У школы Королев задержался, поглядел на мертвое тело, которое раскачивал ледяной ветер, и медленно стал нашаривать в кармане ножик. Потом он взошел на шаткое крыльцо, обнял тело и ножиком перерезал веревку. Маленькое тело было тяжело, как мешок овса. Он положил его на крыльцо, отвел от лица рассыпанные волосы.
Синее, искаженное, потерявшее женский облик, оно открылось перед ним. Он отколол бумажку от обжимки, смял ее и бросил за перильца. Попробовал закрыть глаза, но веки были тугие, тяжелые и не закрывались; пусто глядели мертвые глаза в мир, уже не нужный им. Королев знал учительницу: его ребята бегали в кузьминскую школу. Учительница была некрасивая, но веселая, молодая, жизнерадостная.
Королев сошел с крыльца. С потемневшего неба падала жесткая стегающая крупа.
К больнице надо было идти еловой аллеей. Ели были полны ветряного пронзительного свиста, их мохнатые опахала напоминали крылья плененных птиц. Ветер доносил издалека гром: где-то за деревней, у горизонта, опять заговорили пушки.
Из-за елей выплыл кирпичный бок больницы, темное окно, затянутое занавеской, широкое и ладное крыльцо. У крыльца, на рогоже, рядком лежали три трупа, покрытые попоной: видны были только белые как снег лбы. Фельдшерица Маврушка в шубке сидела на крыльце и дула в кулачки. Ее карие глаза тепло поглядели Королеву навстречу.

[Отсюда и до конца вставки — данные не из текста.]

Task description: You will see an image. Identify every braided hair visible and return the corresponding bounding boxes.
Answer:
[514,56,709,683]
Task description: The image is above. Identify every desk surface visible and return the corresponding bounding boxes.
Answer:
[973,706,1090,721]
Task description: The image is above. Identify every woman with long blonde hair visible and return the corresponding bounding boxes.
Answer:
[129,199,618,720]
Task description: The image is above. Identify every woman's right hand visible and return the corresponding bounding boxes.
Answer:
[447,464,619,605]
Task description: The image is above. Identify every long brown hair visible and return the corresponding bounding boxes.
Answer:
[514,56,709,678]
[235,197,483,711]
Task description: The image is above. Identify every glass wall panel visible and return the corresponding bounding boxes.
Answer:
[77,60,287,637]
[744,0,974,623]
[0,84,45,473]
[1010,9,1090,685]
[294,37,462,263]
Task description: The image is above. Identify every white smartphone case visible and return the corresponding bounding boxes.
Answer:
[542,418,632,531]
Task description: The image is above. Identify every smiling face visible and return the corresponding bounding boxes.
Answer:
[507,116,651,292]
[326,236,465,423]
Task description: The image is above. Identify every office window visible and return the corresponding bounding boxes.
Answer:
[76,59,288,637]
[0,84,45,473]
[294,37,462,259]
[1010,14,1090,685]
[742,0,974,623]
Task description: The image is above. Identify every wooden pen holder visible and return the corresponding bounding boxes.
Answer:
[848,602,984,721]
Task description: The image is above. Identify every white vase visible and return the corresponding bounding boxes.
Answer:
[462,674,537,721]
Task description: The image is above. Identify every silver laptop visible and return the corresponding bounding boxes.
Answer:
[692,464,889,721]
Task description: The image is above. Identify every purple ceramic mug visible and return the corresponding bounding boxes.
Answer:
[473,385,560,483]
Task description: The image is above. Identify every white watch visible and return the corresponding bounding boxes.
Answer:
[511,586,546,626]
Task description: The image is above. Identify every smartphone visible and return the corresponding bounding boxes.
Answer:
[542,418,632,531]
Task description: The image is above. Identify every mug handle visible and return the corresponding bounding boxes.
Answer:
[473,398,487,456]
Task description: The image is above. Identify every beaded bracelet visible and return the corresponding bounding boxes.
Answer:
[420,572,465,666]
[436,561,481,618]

— А, Королев! — сказала она певуче, покачала головой. — Хорошие дела были у нас в Кузьминском! Вон трое лежат, подобрали нынче. А трое, еще живые, в палате. Слышишь?
— Слышу. Палят.
— Белых гонят. Кузьма, кучер, приехал, сказывал: расшибли наголову.
— Что ж, — сказал Королев, садясь возле Маврушки. — Каждому воздастся по делам его.
Крупа сыпала беспрерывно, и скоро земля стала белой, зимней, холодной. Ветер лютел. По ветру легко бухали дальние пушечные голоса.
— Моя-то как? — тихо спросил Королев.
— Поздравляю, — так же тихо ответила Маврушка, — сынок.
Ух, и ночь же встала, черная, мжистая, не дай бог никому выйти из дому в такую ночь! В елках, тесно растущих вдоль насыпи, хрипло дышал ветер, как чудовище, простудившее зычную глотку; раз, другой моргнул зеленый глаз семафора и закрылся. Тучи ледяных игл ослепили, заморозили его, и пошел свистеть по скрученному холодом полю осенний бес, притоптывая копытами на окостеневшей земле, хвостом сметая с сугробов снежную порошу.
У-у-у! — кричала тьма, выдрабливая деснами, и под елками, визжа, крутилась жесткая крупа, выговаривая, как замерзший человек: бу-бу-бу.
Поезд стоял на запасном пути, длинный, похожий на черную кишку; два передних классных вагона несмело светились, и далеко убегали в темь теплушки, пропадая за семафором.
Их было двадцать девять, теплушек без печей, набитых обмерзшими солдатами, тесно сжавшимися, чтобы согреть друг друга, но синие тела были как ледяшки, и не грел мертвый дух сапожищ и портянок, стоявший в вагонах.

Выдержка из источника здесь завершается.